Another option is pet waste stations. Depending on the specific type, they may not require a plastic liner inside. Regardless, using one allows you to have essentially a dog poop trash can outside of your home, eliminating smell concerns, so that it’s easy to clean your yard and you can only use one large plastic bag instead of multiple. Some systems are compatible with compostable large bag options, but the same issues with composting pet waste apply. Using one plastic bag for several weeks, especially if you reuse a preexisting bag, is certainly better than using one or two every day. However, this doesn’t solve the problem when you’re on a walk and still usually involves plastic.
One semi-gross option is to pick up the poop with newspapers instead of plastic bags. You do still have to throw or compost the poop, so the same challenges are posed there, but it may cut down on costs.
I personally recommend that everyone flush their dog’s poop. Although you can’t flush cat poop, dog feces is completely safe to flush. You can use a poop scooper both at home and while on walks to pick up the poop and transport it to your toilet. Many models are closed by default, which means you don’t have to hold it closed for the rest of your walk, either. Using this method involves no plastic, doesn’t impact untreated waterways, and allows the water to be treated at a sewage plant safely.

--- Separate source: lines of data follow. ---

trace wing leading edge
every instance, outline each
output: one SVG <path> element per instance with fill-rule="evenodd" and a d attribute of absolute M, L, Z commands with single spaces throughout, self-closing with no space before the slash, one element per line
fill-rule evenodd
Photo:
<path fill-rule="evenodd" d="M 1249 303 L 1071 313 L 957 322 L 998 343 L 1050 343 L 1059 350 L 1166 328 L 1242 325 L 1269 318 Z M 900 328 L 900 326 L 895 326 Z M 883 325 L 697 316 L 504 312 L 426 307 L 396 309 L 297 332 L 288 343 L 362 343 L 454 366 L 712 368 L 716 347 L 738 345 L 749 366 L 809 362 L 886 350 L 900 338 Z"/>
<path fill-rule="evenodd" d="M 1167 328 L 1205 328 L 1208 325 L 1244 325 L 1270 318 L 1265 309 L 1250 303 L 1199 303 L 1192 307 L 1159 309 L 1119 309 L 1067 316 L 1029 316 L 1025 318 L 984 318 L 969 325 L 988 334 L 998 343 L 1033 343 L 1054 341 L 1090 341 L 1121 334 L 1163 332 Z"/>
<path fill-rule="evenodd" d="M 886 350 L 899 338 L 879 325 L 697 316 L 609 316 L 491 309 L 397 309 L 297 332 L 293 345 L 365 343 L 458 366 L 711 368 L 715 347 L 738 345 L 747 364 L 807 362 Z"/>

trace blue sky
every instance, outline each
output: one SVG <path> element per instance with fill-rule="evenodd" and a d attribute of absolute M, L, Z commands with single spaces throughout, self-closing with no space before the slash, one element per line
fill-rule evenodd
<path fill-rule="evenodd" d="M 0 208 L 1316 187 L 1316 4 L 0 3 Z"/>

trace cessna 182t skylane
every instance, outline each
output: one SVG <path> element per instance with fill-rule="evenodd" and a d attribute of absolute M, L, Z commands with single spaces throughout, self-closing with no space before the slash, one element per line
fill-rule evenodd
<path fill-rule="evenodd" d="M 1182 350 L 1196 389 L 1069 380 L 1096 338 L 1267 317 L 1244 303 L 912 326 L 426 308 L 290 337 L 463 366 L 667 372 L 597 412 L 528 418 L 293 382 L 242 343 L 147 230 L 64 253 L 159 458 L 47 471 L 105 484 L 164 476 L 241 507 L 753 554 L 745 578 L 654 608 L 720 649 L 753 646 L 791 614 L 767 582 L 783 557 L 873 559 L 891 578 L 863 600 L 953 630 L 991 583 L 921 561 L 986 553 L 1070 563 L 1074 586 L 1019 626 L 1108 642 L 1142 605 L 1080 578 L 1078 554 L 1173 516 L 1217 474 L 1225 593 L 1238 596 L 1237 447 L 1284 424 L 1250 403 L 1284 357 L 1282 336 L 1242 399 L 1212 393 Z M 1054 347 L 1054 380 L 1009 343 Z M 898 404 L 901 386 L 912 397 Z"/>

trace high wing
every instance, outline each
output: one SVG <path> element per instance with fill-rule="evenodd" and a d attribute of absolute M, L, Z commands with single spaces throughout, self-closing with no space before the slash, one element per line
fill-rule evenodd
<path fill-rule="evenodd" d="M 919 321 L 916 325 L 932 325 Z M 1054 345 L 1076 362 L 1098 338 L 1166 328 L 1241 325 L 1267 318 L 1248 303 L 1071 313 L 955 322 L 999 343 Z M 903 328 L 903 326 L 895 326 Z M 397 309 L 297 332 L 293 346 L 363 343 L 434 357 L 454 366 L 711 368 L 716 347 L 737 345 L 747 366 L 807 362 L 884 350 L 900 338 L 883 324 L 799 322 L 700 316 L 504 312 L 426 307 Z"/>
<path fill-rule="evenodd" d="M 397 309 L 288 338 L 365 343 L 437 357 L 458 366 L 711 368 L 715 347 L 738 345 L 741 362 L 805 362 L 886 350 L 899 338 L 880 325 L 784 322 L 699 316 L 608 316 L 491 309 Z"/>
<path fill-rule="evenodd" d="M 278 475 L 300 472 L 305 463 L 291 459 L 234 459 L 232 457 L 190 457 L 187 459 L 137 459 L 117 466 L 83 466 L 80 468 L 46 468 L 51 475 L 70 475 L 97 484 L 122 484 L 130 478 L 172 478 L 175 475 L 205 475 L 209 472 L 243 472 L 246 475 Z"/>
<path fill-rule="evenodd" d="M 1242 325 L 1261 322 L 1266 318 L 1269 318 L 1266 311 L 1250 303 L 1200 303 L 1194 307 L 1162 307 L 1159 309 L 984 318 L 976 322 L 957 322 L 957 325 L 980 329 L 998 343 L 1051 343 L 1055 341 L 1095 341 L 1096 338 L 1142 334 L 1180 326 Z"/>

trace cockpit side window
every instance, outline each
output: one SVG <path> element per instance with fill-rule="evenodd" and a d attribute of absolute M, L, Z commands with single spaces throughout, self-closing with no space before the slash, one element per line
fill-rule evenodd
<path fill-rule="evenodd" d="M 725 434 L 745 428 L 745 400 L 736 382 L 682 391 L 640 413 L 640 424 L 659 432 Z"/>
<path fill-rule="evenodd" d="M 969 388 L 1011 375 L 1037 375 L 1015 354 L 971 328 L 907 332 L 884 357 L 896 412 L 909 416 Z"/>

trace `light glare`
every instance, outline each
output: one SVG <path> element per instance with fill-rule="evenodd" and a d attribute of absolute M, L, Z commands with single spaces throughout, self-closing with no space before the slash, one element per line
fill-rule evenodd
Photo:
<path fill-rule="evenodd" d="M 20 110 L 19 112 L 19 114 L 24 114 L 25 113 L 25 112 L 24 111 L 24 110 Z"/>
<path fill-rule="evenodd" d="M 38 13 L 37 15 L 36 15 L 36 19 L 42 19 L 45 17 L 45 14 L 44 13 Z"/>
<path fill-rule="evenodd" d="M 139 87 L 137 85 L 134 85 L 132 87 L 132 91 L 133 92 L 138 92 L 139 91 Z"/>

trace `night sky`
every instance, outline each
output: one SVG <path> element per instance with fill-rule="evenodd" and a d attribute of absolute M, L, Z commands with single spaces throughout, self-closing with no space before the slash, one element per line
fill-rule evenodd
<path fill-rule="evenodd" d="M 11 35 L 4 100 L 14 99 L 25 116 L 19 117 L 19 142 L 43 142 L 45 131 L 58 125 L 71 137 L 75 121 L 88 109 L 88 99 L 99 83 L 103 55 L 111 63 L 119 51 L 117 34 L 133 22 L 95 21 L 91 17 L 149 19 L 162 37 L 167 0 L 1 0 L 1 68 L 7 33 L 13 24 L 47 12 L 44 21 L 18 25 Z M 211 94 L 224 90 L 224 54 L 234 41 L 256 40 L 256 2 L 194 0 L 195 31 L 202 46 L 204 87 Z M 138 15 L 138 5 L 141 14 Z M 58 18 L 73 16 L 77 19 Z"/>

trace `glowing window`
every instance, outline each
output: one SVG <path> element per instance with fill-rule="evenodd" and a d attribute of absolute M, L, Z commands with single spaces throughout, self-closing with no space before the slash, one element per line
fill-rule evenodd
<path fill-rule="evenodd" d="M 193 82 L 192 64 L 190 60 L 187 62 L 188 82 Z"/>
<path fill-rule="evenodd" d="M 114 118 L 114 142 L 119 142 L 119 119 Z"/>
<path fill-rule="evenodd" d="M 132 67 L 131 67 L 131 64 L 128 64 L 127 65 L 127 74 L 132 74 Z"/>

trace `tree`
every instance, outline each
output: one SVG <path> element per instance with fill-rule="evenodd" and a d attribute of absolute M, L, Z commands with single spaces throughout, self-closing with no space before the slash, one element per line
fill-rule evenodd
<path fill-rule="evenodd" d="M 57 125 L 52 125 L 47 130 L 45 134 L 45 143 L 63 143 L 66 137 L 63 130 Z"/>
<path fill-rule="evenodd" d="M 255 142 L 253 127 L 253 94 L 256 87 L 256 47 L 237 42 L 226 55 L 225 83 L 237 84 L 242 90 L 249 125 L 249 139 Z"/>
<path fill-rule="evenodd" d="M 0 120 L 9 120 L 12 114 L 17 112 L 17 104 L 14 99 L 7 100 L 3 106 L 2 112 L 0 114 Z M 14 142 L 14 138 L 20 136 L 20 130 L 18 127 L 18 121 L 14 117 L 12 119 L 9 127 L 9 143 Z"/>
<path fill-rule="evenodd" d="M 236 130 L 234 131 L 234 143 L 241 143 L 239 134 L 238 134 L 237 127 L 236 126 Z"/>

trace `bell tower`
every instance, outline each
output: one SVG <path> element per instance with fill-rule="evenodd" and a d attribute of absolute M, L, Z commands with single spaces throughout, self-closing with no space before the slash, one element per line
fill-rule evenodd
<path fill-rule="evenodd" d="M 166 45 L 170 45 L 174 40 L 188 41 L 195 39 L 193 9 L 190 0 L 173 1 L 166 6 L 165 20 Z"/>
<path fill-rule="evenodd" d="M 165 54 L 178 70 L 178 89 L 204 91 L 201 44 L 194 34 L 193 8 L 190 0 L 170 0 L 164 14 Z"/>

Although there is more than one solution to the dog waste problem, I truly think the most environmentally friendly and zero waste option is to flush your dogs’ poop. When on a walk, carrying a dog waste scooper to pick up the poo with until you get home works as well. Although some also use a bag or paper with the scooper to keep it clean, I would use mine without and just hose it down and spray with vinegar solution occasionally. I hope this look at various options was helpful to you. Is there anything I missed?